When I think of Bilbao, the first place that springs to mind is the Guggenheim Museum, the Frank Gehry-designed curved titanium and glass behemoth that put the Basque capital firmly on the international art map in the late 1990s. But there’s much, much more to the city than its most iconic building.
I recently spent a day-and-a-half in Bilbao on my way to the Haut-Béarn region in France. I arrived in the city with no expectations, other than knowing I wanted to go to the Guggenheim, and I found a city that’s cool and edgy, a mixture of old and new, brimming with culture, history, art and exceptionally good food. Needless to say, I loved every minute there.
It was late afternoon when we arrived in Bilbao, and keen to see as much as we could in the next few hours, we made a beeline for the old town, the city’s historic centre. Crossing the Arenal Bridge over the Bilbao River, we came upon the Arriaga Theatre (above), a grand, elegant 19th century architectural gem that’s still in use as a theatre.
From there, we walked through the narrow streets of the old town to Santiago Cathedral (above). The Basque-Gothic cathedral, which dates back to the 14th and 15th centuries, is said to be the oldest building in the city and after paying the €5 entry fee (which also gave us entry to the nearby San Antón Church), we headed inside.
The cathedral, which boasts three naves, is beautifully simple, with pale stone walls, high-vaulted ceilings and delicately-patterned stained glass windows. The cathedral has been destroyed by flooding on a number of occasions, resulting in extensive restoration work, but you’d never know it walking around. It’s impeccable and a simple, ornate but classy building.

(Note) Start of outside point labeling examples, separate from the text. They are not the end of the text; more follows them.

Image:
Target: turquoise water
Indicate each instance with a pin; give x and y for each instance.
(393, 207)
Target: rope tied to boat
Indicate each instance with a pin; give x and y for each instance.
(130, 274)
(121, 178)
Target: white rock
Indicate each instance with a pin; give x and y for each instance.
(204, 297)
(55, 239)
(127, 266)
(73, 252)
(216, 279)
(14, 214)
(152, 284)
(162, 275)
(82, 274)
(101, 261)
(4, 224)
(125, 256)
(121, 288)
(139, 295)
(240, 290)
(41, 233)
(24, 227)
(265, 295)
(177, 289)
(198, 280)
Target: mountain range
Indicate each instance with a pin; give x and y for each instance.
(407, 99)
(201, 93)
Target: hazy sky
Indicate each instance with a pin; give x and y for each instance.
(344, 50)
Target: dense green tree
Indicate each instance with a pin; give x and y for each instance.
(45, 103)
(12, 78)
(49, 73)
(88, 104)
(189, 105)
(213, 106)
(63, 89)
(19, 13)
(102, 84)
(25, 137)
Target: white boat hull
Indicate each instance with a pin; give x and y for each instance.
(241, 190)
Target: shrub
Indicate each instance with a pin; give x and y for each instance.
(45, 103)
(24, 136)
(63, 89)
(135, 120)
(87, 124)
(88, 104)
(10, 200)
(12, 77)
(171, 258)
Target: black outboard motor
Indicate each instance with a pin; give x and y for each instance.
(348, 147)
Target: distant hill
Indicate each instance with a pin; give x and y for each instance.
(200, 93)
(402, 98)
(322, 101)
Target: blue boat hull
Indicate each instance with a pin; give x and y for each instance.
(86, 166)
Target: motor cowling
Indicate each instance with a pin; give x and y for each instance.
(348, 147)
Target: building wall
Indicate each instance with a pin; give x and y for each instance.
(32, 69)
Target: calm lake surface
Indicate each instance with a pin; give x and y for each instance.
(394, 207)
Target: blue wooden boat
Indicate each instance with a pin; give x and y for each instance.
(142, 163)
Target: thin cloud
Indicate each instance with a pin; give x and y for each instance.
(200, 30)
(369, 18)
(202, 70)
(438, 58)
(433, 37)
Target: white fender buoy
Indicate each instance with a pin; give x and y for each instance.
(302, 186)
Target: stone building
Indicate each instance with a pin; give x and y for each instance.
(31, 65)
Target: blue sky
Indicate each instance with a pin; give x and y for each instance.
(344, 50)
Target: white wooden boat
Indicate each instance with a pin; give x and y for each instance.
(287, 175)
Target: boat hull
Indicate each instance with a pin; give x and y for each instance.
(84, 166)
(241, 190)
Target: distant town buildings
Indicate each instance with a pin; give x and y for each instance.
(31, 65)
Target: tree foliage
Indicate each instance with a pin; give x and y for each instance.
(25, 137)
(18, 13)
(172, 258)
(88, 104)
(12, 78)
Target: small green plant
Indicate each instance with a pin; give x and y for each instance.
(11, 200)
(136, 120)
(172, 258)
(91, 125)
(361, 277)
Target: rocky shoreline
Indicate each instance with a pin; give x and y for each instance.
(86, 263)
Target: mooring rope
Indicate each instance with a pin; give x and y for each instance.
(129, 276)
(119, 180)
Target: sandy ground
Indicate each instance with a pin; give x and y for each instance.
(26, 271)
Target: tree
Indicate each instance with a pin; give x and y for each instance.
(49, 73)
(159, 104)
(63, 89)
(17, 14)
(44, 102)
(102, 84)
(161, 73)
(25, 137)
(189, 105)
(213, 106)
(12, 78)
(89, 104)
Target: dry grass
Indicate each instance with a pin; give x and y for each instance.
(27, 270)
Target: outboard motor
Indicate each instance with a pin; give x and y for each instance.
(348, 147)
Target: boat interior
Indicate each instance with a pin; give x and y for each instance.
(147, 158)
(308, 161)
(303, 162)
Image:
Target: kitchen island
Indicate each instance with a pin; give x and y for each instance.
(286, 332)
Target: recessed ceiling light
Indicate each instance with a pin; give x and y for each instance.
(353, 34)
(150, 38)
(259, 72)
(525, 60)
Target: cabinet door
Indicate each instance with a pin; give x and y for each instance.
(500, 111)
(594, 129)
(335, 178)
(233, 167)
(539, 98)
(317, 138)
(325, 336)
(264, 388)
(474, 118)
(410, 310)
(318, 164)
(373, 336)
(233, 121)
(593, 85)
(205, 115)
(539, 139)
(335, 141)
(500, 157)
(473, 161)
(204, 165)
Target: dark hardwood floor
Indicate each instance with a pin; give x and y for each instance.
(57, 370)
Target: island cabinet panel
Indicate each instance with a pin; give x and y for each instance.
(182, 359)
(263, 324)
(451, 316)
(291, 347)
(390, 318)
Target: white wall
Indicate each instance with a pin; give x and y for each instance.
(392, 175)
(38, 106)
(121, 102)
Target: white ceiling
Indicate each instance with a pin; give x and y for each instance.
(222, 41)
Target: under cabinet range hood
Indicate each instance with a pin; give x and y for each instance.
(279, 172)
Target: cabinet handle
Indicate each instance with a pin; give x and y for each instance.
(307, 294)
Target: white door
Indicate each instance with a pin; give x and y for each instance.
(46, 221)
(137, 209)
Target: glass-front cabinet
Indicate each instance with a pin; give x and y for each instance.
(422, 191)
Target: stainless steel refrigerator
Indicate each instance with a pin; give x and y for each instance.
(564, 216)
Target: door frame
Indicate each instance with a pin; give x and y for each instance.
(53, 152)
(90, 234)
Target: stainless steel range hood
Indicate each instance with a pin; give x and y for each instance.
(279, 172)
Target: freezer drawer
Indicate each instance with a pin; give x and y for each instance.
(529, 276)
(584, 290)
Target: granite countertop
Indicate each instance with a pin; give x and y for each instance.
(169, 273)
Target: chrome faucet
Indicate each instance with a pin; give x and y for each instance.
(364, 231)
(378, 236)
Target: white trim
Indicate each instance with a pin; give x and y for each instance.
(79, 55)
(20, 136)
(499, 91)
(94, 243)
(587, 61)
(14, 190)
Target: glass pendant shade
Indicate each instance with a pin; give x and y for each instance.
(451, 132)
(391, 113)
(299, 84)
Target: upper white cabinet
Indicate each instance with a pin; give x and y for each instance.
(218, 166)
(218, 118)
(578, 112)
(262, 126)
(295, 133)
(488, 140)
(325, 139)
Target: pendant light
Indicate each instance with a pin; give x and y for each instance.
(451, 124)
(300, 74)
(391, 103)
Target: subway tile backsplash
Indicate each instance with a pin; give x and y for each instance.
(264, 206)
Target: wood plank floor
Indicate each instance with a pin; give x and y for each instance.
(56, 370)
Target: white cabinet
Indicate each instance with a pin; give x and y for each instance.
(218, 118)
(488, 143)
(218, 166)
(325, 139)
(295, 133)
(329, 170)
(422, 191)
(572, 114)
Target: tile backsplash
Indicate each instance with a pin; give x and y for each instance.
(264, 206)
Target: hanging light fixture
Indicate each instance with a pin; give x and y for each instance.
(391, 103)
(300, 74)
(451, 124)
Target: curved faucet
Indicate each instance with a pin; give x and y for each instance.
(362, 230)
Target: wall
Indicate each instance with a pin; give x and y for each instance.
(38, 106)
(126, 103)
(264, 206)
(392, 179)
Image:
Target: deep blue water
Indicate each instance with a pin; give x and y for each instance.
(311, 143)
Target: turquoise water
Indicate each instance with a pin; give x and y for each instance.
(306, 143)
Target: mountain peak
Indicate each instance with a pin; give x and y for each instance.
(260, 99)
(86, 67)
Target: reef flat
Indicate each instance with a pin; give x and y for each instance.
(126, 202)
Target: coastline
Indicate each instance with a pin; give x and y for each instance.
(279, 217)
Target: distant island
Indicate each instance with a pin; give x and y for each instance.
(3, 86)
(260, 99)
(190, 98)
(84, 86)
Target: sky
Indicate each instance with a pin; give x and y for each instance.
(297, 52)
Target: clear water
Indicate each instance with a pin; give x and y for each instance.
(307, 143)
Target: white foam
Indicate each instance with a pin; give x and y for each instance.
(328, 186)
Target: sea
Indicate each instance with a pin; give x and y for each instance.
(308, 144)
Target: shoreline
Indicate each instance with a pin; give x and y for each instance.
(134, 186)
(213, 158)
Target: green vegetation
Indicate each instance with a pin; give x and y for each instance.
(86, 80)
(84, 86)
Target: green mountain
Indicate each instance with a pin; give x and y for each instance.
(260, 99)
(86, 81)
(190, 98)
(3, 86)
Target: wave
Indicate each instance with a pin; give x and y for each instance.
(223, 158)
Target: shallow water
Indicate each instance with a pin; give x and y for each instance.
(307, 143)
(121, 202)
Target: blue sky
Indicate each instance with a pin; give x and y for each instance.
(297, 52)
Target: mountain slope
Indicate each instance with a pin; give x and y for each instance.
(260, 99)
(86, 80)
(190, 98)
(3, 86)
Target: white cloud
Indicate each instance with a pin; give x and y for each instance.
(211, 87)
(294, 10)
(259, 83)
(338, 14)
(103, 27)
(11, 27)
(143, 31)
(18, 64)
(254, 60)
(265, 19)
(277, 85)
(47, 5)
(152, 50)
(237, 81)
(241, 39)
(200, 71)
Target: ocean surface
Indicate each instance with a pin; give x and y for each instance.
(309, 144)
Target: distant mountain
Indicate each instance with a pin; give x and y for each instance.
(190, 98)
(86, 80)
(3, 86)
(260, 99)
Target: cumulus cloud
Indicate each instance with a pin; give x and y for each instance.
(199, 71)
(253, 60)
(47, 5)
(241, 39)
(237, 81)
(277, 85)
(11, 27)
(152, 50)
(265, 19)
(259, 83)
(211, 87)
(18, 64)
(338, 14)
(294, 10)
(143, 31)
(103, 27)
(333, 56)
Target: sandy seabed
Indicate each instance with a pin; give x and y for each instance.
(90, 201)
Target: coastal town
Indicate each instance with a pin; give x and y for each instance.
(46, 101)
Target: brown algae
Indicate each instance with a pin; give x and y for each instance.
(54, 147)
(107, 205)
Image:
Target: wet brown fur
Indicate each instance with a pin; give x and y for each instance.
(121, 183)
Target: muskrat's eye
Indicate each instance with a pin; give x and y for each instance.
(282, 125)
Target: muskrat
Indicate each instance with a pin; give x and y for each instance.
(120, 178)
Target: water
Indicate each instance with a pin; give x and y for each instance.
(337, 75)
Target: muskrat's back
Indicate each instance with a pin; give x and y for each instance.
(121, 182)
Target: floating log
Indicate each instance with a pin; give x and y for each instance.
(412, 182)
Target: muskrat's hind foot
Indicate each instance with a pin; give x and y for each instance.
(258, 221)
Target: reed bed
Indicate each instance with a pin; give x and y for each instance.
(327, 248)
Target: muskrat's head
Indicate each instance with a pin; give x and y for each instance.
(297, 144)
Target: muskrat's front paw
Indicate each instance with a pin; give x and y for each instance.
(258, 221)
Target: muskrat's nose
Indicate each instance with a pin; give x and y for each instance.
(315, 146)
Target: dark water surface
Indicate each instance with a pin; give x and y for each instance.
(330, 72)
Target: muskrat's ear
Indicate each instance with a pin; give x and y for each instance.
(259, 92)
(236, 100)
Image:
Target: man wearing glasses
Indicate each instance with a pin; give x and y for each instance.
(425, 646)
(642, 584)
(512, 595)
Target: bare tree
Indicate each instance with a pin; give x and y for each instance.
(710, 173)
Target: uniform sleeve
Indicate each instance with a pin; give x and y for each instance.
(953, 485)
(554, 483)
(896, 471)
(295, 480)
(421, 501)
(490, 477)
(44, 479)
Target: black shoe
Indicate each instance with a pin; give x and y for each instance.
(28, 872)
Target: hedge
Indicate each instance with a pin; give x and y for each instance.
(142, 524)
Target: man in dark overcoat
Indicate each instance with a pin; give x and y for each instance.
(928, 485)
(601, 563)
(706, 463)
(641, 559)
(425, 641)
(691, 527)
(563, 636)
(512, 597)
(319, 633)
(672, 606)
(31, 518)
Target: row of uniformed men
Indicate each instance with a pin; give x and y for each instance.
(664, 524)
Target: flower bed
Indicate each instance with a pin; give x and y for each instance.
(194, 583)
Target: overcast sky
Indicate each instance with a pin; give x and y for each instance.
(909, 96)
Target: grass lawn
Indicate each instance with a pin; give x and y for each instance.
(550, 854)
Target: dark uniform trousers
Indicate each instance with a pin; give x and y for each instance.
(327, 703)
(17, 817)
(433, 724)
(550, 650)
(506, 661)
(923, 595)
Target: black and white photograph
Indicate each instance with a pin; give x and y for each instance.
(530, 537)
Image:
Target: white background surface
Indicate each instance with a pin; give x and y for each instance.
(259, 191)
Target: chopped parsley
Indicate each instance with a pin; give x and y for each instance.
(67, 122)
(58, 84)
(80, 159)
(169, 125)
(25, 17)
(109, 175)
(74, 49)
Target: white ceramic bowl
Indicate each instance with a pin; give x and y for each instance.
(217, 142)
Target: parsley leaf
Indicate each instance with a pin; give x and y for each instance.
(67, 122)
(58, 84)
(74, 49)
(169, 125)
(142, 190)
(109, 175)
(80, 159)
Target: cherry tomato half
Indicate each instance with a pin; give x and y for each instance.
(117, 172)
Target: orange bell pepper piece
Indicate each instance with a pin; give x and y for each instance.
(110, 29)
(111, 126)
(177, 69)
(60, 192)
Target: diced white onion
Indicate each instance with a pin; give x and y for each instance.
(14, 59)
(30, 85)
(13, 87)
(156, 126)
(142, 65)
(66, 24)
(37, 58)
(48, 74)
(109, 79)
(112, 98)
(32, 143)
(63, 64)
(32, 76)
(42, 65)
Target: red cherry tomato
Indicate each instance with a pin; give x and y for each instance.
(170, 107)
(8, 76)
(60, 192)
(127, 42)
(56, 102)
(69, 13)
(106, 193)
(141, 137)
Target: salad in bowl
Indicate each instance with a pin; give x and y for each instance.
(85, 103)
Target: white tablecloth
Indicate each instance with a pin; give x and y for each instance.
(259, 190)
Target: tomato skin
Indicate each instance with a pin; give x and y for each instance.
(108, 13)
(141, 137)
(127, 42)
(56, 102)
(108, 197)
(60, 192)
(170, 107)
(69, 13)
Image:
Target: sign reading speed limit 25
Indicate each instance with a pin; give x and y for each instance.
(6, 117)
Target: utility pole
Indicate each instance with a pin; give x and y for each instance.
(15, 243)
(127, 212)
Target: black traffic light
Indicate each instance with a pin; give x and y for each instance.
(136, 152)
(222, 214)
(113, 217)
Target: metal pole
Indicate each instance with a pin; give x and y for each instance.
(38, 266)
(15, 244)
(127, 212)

Having had a good look around the main body of the church, we headed to the adjoining cloisters, which feature a small garden filled with lemon trees in the centre. I really liked the simplicity of the cloisters and the small gargoyles atop the outer wall and the leafy green pot plants dotted throughout added to its charms and helped create a sense of tranquility.
Having seen all there was to see in the cathedral, we wandered down one of las 7 calles, the so-called seven oldest streets in Bilbao, which run parallel to each other and make up the heart of the old town. At the end of the street, we came upon the Mercado de la Ribera on the banks of the Bilbao River.
I’d read good things about the market, which is the largest covered market in Europe, so we crossed the road and had a look inside, and were thrilled to discover an amazing food hall. The food hall is home to lots of stalls selling all manner of pintxo (Basque tapas), along with a central seating area where you can enjoy your purchases.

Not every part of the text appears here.